There used to be such patchset submitted to the mail list, but the extra
failure mode is tricky to handle for chunk allocation, thus that
patchset needs more time to mature.

Meanwhile to prevent such problems reaching more users, workaround the
problem by:
- Half the over-commit available space reported
   So that we won't always be that over-confident.
   But this won't really help if we have extremely unbalanced disk size.

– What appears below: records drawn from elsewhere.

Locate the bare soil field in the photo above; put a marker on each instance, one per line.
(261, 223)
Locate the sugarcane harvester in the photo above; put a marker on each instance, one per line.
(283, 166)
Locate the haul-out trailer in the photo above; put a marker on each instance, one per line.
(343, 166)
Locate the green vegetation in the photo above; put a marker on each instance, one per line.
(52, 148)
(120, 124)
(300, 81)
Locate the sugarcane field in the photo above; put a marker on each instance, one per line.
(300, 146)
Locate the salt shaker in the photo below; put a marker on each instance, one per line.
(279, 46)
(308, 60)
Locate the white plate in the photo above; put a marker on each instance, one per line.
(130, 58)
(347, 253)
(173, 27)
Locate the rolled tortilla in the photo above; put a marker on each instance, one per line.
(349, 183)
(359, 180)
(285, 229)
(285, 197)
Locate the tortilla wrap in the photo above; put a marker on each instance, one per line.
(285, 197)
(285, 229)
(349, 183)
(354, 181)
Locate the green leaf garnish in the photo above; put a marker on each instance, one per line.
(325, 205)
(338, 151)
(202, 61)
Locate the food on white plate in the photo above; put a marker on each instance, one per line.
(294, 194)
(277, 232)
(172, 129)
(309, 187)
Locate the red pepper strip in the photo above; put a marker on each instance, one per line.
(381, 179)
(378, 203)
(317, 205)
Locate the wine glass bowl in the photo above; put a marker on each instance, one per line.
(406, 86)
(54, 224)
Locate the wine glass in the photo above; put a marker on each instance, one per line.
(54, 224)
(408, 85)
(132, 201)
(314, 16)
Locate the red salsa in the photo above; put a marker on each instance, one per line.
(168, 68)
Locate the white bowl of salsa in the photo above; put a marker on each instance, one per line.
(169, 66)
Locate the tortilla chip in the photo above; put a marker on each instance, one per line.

- Don't over-commit if the space info is already full
   This may already be too late, but still better than doing nothing and
   believe the over-commit values.

I just had a thought, what if we simply cap the free_chunk_space to the min of 
the free space of all the devices.  Simply walk through all the devices on 
mount, and we do the initial set of whatever the smallest one is.  The rest of 
the math would work out fine, and the rest of the modifications would work fine. 
 The only "tricky" part would be when we do a shrink or grow, we'd have to 
re-calculate the sizes for everybody, but that's not a big deal.  Thanks,

Josef